Thursday, September 28, 2023

THE CREATOR**


Gareth Edwards (ROGUE ONE) returns to our screens with a sci-fi film that feels like a cross between Battlestar Galactica and The Golden Child, except this time Sada Numpse is Allison Janney. I was surprised at just how slow, dull and soapy the film felt: all saccharine tears and overwrought emotion.  I wanted an intelligent interrogation of the real threat that AI poses. Instead I got sanctimony and a disappointingly guessable plot twist.

The film is set forty years in the future in a world where the West has decided to eliminate AI after it nuked LA, but for some unknown reason "New Asia" has decided it's cool with being out-evolved. For now, the US has the upper hand thanks to a suspiciously Death-Star hover-nuke called Nomad that can take out enemies at will, napalm-in-the-morning style. But New Asia is fighting back: its mysterious scientist Namrata has created a new AI that can neutralise any other tech, embodied in a cute little Cylon child. 

That's about as much actual sci-fi as we get. The film seems far more concerned with moody action sequences in beautifully evocative Asian settings. These hinge on John David Washington's US soldier Joshua being on the lam with the aforementioned Golden Child (Madeleine Yuna Voyles) as they search for Namrata and Joshua's Asian wife Maya (Gemma Chan in a hugely underwritten part).  There are some car chases and a lot of shooting. Ken Watanabe has a rather moving cameo.  But the overwhelming feeling I had was, come on, are we there yet? And when we do finally get there, it's all so underwhelming, and indeed laughable (poor Allison Janney!)

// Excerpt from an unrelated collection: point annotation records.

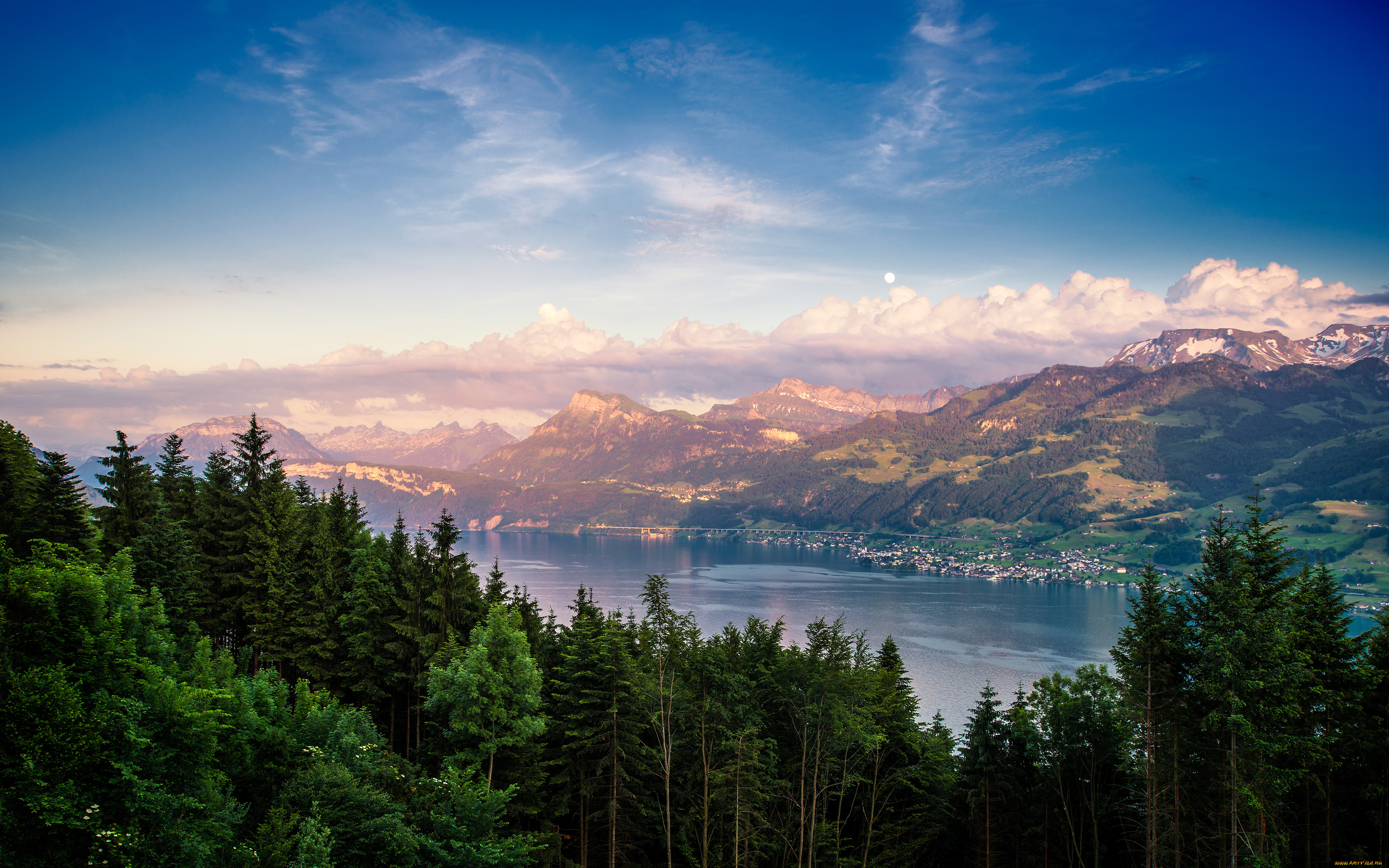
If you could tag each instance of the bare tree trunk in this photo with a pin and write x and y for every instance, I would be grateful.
(871, 813)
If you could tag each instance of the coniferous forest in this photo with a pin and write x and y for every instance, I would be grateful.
(231, 668)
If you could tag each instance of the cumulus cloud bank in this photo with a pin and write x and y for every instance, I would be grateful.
(898, 344)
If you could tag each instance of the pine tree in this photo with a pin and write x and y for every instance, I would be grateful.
(419, 642)
(166, 559)
(174, 480)
(1328, 702)
(130, 494)
(491, 695)
(60, 509)
(577, 714)
(666, 638)
(274, 595)
(221, 544)
(456, 598)
(18, 482)
(1372, 746)
(1248, 674)
(253, 461)
(981, 774)
(320, 649)
(1152, 663)
(891, 780)
(370, 671)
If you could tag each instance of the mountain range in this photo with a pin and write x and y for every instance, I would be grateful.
(806, 408)
(443, 446)
(1063, 448)
(1188, 417)
(1337, 346)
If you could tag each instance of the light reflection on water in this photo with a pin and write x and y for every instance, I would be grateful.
(955, 633)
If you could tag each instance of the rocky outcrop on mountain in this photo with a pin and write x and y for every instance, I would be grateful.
(612, 437)
(1337, 346)
(202, 439)
(806, 408)
(443, 446)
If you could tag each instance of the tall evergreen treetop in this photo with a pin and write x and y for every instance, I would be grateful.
(174, 478)
(18, 480)
(128, 488)
(252, 460)
(60, 509)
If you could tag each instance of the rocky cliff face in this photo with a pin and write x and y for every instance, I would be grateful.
(202, 439)
(612, 437)
(1337, 346)
(807, 408)
(443, 446)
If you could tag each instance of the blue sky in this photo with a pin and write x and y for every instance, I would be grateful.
(199, 184)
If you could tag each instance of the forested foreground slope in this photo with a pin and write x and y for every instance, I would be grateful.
(234, 671)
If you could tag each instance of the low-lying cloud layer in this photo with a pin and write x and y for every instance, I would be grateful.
(896, 345)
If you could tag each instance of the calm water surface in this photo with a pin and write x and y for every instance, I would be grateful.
(955, 633)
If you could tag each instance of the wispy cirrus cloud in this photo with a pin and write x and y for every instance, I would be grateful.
(956, 116)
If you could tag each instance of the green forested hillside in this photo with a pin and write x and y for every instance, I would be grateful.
(1067, 446)
(233, 670)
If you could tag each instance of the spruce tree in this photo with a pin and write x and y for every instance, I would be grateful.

The overall impression I get is that Gareth Edwards has made a film that looks fantastic, and imagines a beautiful, grungy, lived-in world.  But his choice to set the action in Asia and to use the Golden Child trope is problematic. His writing is very thin, and this hamstrings his actors. An example of the bad writing is given below: warning it contains spoilers.

THE CREATOR is rated PG-13 and has a running time of 133 minutes. It is on global release.


SPOILERS:  If Maya is so clever she can create advanced tech-neutralising AI, how come she's not so smart to see her husband is a spy? Is New Asia cool with AI because it knows AI didn't nuke LA? If so why not just tell the West? If not then why?